- Cover art created by Gracie Canaan
- Genre: Hopepunk
- Format: Audio drama anthology
- Language: English

Creative team
- Created by: Morgan Givens
- Written by: Morgan Givens

Cast and voices
- Hosted by: Morgan Givens

Production
- Direction: Bayla Metzger; Catherine St. Louis; Amanda Williams; Stephanie Logan;
- Production: Morgan Givens
- Length: 10–25 minutes

Publication
- No. of seasons: 2
- No. of episodes: 15
- Original release: October 1, 2018
- Updates: Biweekly

Related
- Website: www.morgangivens.com/flyest-fables/

= Flyest Fables =

Fantasy podcast for children

Flyest Fables is a hopepunk and fantasy podcast written, created, and produced by Morgan Givens.

== Background ==
Givens was the first openly transgender recruit at the Metropolitan Police Department of the District of Columbia, but decided to switch careers after a few years with the comment that "if you do that job too long, you can lose yourself.
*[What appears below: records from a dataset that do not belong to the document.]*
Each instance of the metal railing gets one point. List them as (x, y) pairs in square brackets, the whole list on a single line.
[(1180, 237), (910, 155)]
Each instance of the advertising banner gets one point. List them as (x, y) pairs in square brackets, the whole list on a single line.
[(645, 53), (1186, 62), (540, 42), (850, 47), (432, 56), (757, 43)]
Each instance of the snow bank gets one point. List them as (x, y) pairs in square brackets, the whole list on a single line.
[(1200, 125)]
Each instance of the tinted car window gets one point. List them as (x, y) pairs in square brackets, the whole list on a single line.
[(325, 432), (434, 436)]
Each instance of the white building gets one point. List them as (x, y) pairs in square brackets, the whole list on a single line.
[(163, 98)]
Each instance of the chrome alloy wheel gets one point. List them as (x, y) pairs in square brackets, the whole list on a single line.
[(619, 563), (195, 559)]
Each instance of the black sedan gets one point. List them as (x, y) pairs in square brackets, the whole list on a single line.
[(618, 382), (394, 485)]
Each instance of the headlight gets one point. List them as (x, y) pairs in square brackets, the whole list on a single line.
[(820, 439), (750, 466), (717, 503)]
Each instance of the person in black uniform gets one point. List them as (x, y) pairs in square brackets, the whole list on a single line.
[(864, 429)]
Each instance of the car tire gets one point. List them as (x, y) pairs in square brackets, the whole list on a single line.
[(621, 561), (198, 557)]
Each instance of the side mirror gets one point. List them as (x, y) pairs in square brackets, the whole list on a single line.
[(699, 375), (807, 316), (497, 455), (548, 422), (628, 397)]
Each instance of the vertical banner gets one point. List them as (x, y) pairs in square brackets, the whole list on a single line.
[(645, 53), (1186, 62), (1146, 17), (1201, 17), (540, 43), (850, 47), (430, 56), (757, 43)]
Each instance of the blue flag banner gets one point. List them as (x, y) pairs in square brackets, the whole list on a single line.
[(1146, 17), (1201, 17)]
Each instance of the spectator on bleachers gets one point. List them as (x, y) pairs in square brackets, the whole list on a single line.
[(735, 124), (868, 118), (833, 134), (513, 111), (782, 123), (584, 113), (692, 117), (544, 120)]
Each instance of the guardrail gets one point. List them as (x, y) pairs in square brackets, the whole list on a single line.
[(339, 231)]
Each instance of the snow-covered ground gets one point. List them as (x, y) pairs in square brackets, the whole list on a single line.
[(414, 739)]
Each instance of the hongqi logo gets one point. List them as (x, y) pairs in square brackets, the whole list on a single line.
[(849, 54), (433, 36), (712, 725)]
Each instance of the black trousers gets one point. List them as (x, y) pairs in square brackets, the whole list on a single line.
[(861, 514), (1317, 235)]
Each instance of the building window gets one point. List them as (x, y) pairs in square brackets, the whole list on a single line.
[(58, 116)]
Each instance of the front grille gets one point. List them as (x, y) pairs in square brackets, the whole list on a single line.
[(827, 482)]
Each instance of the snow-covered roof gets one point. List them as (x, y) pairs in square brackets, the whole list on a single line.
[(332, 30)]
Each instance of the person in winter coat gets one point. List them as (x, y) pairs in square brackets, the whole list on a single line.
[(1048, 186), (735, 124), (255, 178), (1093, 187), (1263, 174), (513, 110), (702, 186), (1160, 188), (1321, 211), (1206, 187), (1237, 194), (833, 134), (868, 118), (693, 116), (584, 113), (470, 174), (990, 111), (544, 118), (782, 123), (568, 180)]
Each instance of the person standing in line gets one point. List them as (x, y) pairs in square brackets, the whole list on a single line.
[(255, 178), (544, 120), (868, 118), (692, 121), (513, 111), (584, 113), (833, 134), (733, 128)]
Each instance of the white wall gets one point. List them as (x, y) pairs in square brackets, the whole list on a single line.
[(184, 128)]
And I didn’t like that." The inspiration for the show came from Givens' nephew. The show is intended to provide a diversity of characters within the fantasy genre. The intended audience for the show was young black kids, but the characters include people from a variety of backgrounds. The show covers difficult topics such as homelessness, unemployment, loneliness, depression, and bullying in an age-appropriate manner.

The story follows a young boy named Antoine who is being bullied at school. Antoine finds a magical book that transports him to the Kingdom of Orleans where he assists Princess Keisha in saving her mother. Some of the stories are modern adaptions of older fables while others are entirely new.

The show won the 2020 Audio Verse Awards for best "Storytelling Production" and Givens won best "Storyteller in a Storytelling Production."